Matching the Drug to Patients
For those who end up taking Donanemab, which appears likely to receive approval, Bloom said, swelling and microbleeds in the brain will be part of the risk that patients must accept.
“All monoclonal antibodies have this problem,” he said. “It may just be the price you have to pay. Everything that’s good has a bad side.”
It should be noted that the people who took part in the Lilly tests were already in an early stage of Alzheimer’s or were known to have mild cognitive impairment that could lead to the disease. They opted into the trials, assuming the risk.
But what if you could know your risk decades earlier and take proactive measures while you’re relatively young and healthy?
“The real answer to Alzheimer’s disease,” Bloom said, “will be prevention: early diagnosis, identifying people at risk maybe 20, 25 years before symptoms arise, then delaying its onset and slowing progression.

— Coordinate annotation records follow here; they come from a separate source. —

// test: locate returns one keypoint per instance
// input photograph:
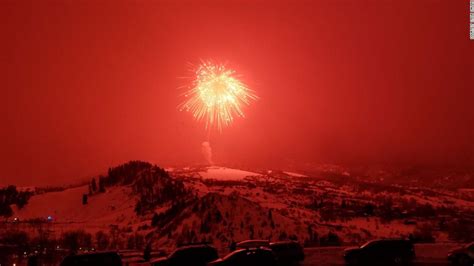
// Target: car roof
(95, 254)
(283, 242)
(253, 241)
(385, 241)
(244, 250)
(191, 246)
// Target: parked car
(375, 252)
(463, 255)
(196, 255)
(287, 252)
(93, 259)
(252, 244)
(247, 257)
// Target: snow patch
(223, 173)
(295, 174)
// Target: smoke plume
(207, 152)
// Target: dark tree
(101, 185)
(93, 185)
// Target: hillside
(221, 205)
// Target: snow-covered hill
(221, 205)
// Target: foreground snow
(223, 173)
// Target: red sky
(91, 84)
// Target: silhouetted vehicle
(376, 252)
(247, 257)
(93, 259)
(287, 252)
(195, 255)
(462, 256)
(252, 244)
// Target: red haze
(90, 84)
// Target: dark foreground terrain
(427, 254)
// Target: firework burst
(216, 95)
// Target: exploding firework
(216, 95)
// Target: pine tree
(93, 185)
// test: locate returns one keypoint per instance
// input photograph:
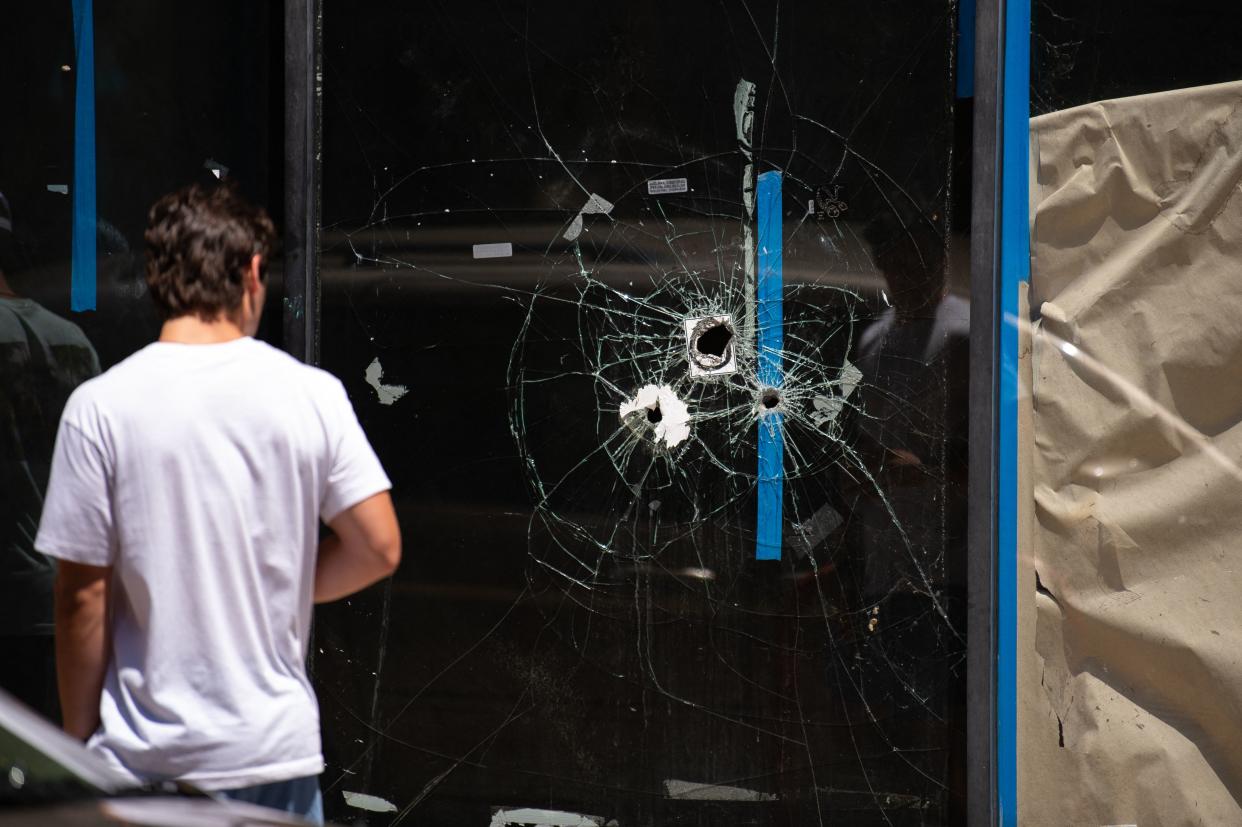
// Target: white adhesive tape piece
(493, 251)
(667, 186)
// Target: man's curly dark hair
(199, 244)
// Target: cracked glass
(656, 316)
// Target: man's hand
(365, 546)
(82, 643)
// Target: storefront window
(656, 314)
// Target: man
(184, 504)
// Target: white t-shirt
(200, 473)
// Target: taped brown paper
(1130, 600)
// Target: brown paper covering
(1130, 558)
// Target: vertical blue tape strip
(1015, 268)
(966, 49)
(769, 343)
(82, 280)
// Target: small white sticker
(493, 251)
(667, 186)
(215, 168)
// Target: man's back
(204, 471)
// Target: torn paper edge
(493, 251)
(675, 417)
(370, 804)
(388, 394)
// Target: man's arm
(365, 546)
(82, 643)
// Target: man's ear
(251, 278)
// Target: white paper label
(667, 186)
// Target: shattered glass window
(656, 316)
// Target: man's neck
(190, 329)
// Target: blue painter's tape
(1015, 268)
(82, 280)
(769, 343)
(966, 49)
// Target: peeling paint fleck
(532, 817)
(595, 205)
(371, 804)
(692, 791)
(388, 394)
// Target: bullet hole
(711, 345)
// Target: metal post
(302, 109)
(981, 632)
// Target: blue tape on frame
(769, 343)
(1015, 268)
(82, 280)
(966, 49)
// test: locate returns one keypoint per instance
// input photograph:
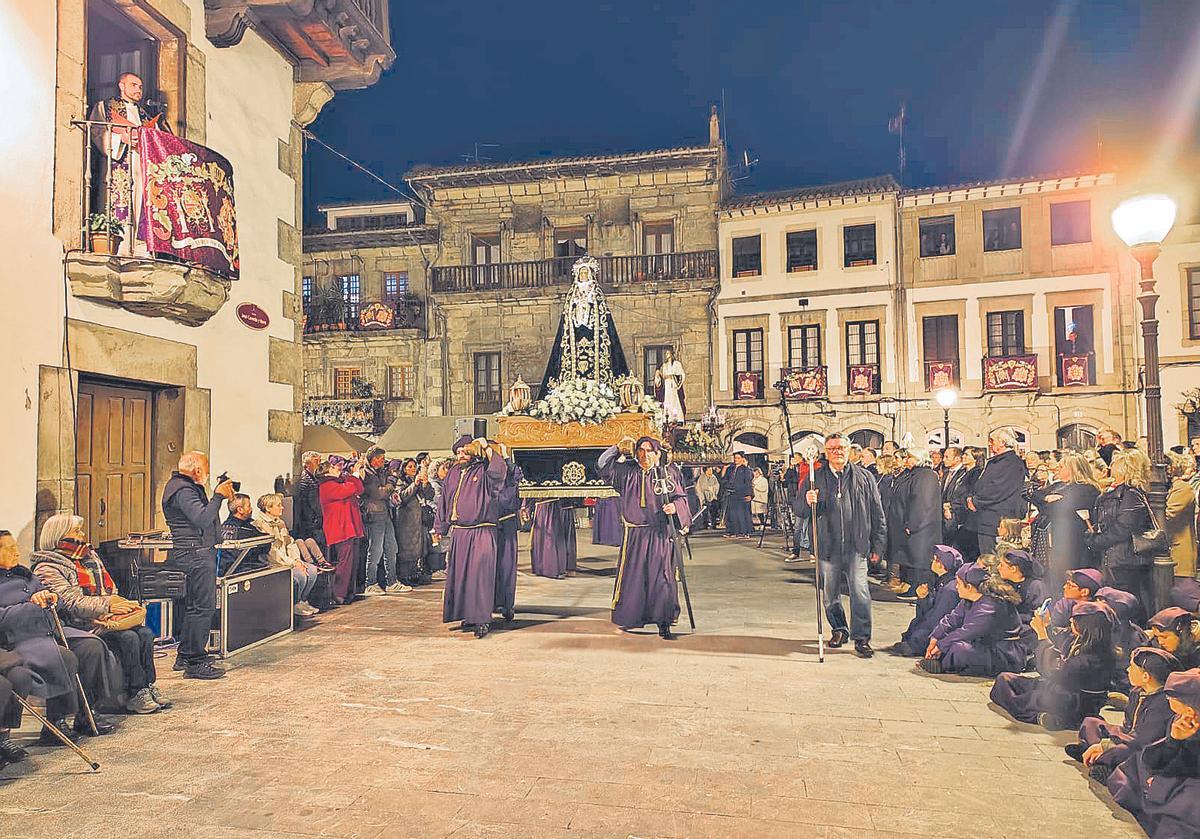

“Maybe if a drug like Donanemab were provided to people much earlier after an early diagnosis, and then they remained on it a long time, maybe it would be much more effective.”
Younger Alzheimer’s Care
He used as an analogy the serum tests that predict people at risk of cardiovascular disease, which are sometimes followed by lifelong prescription of blood-thinning statins. “Alzheimer’s prevention might be a combination of a cocktail of drugs and lifestyle adjustments,” he said.
Brain imaging is already allowing for some early Alzheimer’s predictions, so the professor is optimistic.
One catch will be expense, though. The drug company probably wouldn’t want to extend its current research to younger patients over longer periods on its own dime.
“A longer trial would be very expensive,” Bloom said. “Though any company that stands to make money needs to put skin in the game, it’s going to take a consortium.”
In addition, there’s the cost of the actual therapy once it does reach market. Will it be only accessible to those wealthy enough to pay?
Finally, add one more possible issue: If Donanemab is approved for a wider set of recipients, patients may balk at the lifestyle change. Monthly or more frequent infusions of monoclonal antibodies for reasons other than dire, immediate need may be a hard sell, Bloom said.